CapitaLand Ascendas REIT has agreed to acquire a modern ramp-up logistics facility at 5 Tuas Avenue 5 in western Singapore for S$133.9 million, in a transaction that reinforces continued institutional appetite for high-specification industrial assets in Asia’s most constrained logistics market.
The asset, a seven-storey logistics development completed in 2021, is located in Singapore’s Tuas industrial hub, one of the country’s most strategically important zones for distribution and advanced manufacturing infrastructure. The seller is Hup Hin Transport, which will remain an occupier of the facility following completion of the transaction.
The acquisition price reflects a 1.5 percent discount to the property’s independent valuation of S$136 million, highlighting disciplined pricing conditions even in a competitive logistics investment environment. The deal is expected to close in the second half of 2026, subject to customary regulatory approvals.
From a yield perspective, the property is expected to deliver a first-year net property income yield of approximately 6.6 percent before transaction costs, reinforcing the attractiveness of income-generating logistics assets in a rising-rate global environment where investors continue to prioritise stable, inflation-linked cash flows.

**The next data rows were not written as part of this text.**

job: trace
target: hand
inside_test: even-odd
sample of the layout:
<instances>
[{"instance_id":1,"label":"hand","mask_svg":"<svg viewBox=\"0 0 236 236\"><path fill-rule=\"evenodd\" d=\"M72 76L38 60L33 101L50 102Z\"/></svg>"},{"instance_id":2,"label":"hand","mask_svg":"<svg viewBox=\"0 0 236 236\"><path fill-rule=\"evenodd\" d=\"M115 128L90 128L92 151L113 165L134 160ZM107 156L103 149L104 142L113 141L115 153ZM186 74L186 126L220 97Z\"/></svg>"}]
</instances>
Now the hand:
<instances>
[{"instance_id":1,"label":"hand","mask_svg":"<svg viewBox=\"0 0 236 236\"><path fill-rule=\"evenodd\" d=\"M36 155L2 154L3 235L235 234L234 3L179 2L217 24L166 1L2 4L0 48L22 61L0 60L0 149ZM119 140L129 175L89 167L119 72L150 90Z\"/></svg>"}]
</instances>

Strategically, the acquisition strengthens CapitaLand Ascendas REIT’s footprint in western Singapore, a critical node in the country’s industrial ecosystem. The asset’s ramp-up design also reflects a broader structural shift in logistics real estate demand toward high-efficiency vertical warehousing solutions, driven by land scarcity and growing e-commerce throughput requirements.
The transaction aligns with a wider global pattern of industrial and logistics consolidation, where listed REITs and institutional investors continue to recycle capital into high-quality, income-stable assets. Recent comparable deals across Europe and Asia have similarly focused on logistics parks, data-enabled infrastructure, and urban distribution hubs, reflecting a structural re-rating of industrial property within institutional portfolios.
For Singapore’s property sector, the acquisition signals sustained confidence in domestic logistics fundamentals, underpinned by limited supply, strong tenant retention, and long-term structural demand for urban distribution capacity. It also reinforces the continued role of REITs as primary capital allocators in shaping the region’s commercial and industrial property landscape.